慧珠勉強一笑,避開胤真灼灼的目光,含糊應道:“妾也沒想到這點,烏雅氏妹妹也要去。”胤真不可置否的反問了二字“是嗎”,起身到慧珠身邊,又打看了一眼慧珠的穿著,語氣有些不悅道:“算了,你就穿這身吧,看還有什麽要收拾的,打點一下,帶上寶蓮一起去寺廟那。”慧珠應了,稍作收拾後,便跟著胤真出了庭院。
今日是佛誕,平時人煙烯少的寺廟前,這會兒是門庭若市,往來人群眾多,小攤小販也齊齊聚攏,比之背郊那地的達官貴人常去的大廟宇,這座也在商人富戶人家的捧場下,熱鬧非心,香火鼎盛.
此時,慧珠牽著寶蓮的手與胤真並肩而行,身後跟著祿子,小娟伺候。然後寶蓮駐足不前,兩眼光的望著台階上的小攤子。慧珠無奈的笑笑,這廟前上人來人往,石階兩旁又 有叫賣聲不絕於耳,各種零零碎碎的小東西充斥眼球,看的人眼花繚亂,饒是她也想逛上一逛。
小祿子眼尖,明白慧珠母女兩的心思,來到胤真跟前,指著一旁的推販道:“爺,這地多是老百姓常來的地,那小販賣的東西也有新意,不如帶鈕祜祿福晉和寶蓮格格去看看。”說著,又回看了下不遠處的侍衛,道:“那雜賣的地方人多,爺若是擔心,讓侍衛們跟著可好?”
慧珠感謝的向小祿子笑笑,但心下隻道胤真八成是不願的,便欲開口回絕,卻聽胤真淡淡的充道:“青天白日,不用叫侍衛緊跟著,就你倆(小祿子、小娟)跟著就是。”言畢,又皺眉看了幾眼台階下人擠人的攤販巷子,略思索了片刻,彎腰抱起寶蓮,吩咐道:“走吧。”

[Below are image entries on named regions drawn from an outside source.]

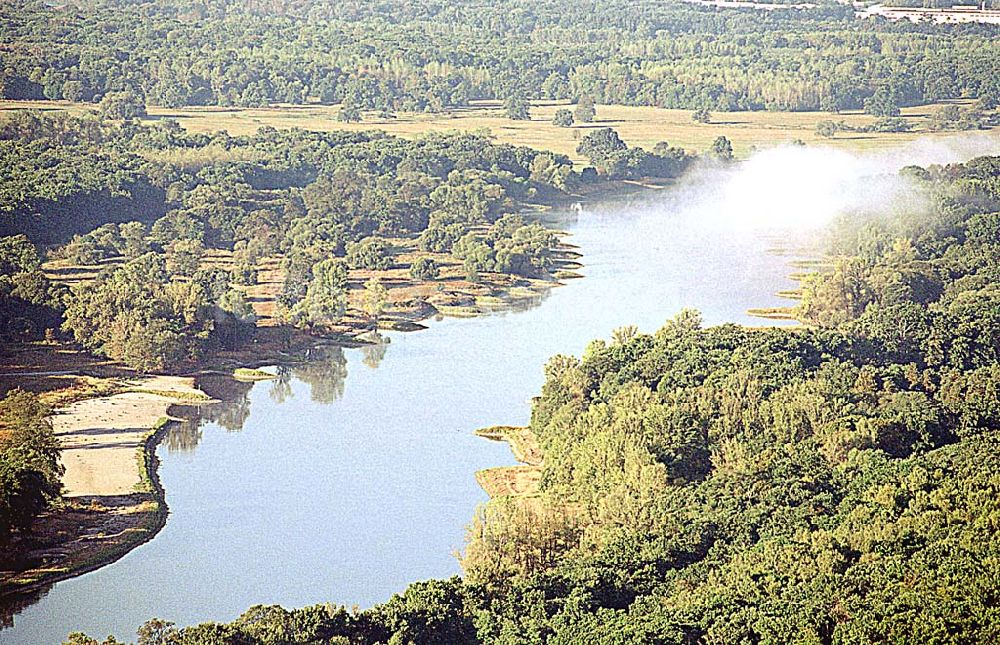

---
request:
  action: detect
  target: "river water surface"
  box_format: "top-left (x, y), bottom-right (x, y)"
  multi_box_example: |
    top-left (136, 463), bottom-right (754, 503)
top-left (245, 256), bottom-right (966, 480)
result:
top-left (0, 193), bottom-right (792, 645)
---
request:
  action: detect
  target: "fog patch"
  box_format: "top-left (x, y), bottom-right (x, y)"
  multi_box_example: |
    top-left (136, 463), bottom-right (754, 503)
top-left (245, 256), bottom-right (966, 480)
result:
top-left (670, 133), bottom-right (1000, 232)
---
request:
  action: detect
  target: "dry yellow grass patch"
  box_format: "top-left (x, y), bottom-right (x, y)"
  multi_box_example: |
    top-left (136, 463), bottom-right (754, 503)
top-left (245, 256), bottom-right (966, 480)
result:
top-left (52, 376), bottom-right (207, 497)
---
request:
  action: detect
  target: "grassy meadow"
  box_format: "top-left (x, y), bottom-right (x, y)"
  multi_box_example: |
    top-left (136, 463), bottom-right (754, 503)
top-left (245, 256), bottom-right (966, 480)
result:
top-left (0, 101), bottom-right (988, 163)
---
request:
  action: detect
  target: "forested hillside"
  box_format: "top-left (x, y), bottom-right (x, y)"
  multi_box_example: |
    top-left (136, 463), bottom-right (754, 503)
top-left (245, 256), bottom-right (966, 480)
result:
top-left (0, 0), bottom-right (1000, 116)
top-left (64, 157), bottom-right (1000, 644)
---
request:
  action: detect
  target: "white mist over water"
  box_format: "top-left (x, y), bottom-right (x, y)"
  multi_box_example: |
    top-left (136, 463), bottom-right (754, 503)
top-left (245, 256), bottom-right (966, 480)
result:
top-left (671, 133), bottom-right (1000, 232)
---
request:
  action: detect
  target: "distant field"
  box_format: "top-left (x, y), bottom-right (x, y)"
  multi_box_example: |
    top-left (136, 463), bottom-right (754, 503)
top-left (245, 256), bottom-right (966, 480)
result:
top-left (0, 101), bottom-right (992, 162)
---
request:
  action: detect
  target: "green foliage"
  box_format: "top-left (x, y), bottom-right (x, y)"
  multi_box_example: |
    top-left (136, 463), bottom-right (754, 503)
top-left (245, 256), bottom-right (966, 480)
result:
top-left (337, 103), bottom-right (361, 123)
top-left (576, 128), bottom-right (692, 179)
top-left (347, 237), bottom-right (394, 270)
top-left (710, 137), bottom-right (733, 161)
top-left (452, 215), bottom-right (556, 278)
top-left (63, 253), bottom-right (214, 370)
top-left (503, 94), bottom-right (531, 121)
top-left (0, 0), bottom-right (1000, 114)
top-left (98, 91), bottom-right (146, 120)
top-left (410, 257), bottom-right (441, 281)
top-left (0, 390), bottom-right (63, 545)
top-left (552, 108), bottom-right (573, 128)
top-left (0, 235), bottom-right (64, 341)
top-left (288, 258), bottom-right (347, 328)
top-left (573, 94), bottom-right (597, 123)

慧珠猶自不信的看著胤真的舉動,不由呆愣住了,直到寶蓮回過頭喚她,方回過醒,就著小娟的攙扶,滿眼笑意的跟著父女兩身後,如一般去廟會的尋常夫妻,逛了街攤,又去了廟裏觀看佛誕儀,添加香油錢,然後因而獲得響午齋菜素食,最後再去山上踏了。直至日頭偏西,胤真才送了慧珠母女回了庭院,並當日晚間返京。
隨後幾日一晃而過,又至四月十三日,康熙帝往熱滿足要求避暑。當日天明之時,慧珠帶著寶蓮乘了馬車去了北郊城門外,遠遠的就見禦帳浩浩蕩蕩的隊伍駛過,也看見了胤真、弘曆父子一人一匹駿馬隨著明黃色的馬車慢慢駛過眼前。。。
(今天寫的很晚,傳的晚了,因為快寫四四登基,便寫下子民間的事情。。。。昨天那章丁憂出錯了,不過很快會有其她情節圓的。。。。明日加更,謝謝投票的親。)
二百一十二 等待
康熙帝禦駕遠行後,又是一年暑下如期而至。每日天明時分,已有似火驕陽橫空於上,赤日炎炎,灼熱的人酷暑難耐;再時不時一場暴風驟雨而過,地麵熱氣全湧沸騰,更是氣悶滯緩。然而,越來越煩躁悶熱的天氣,之於皇權下的京城,卻儼然涼涼秋意一般,淡淡的,瑟瑟的,猶如無痕的秋水,掀不起,一絲波瀾,呈現出一種詭異的平靜。
慧珠不知京城時如何的寧靜,或是平靜下掩蓋著怎樣的狂風暴雨,她一如一位尋常的八旗貴婦人般,在這座僻靜的江南庭院裏避暑遊樂,優哉遊哉的過著奢侈雅致的小日子。
八月的一個午後,知了聲聲,蟬聲陣陣,白晃晃的日頭最是灼人,人也懶洋洋的卷縮在室內,避陽擋日,抑或神情懨懨的午睡小憩。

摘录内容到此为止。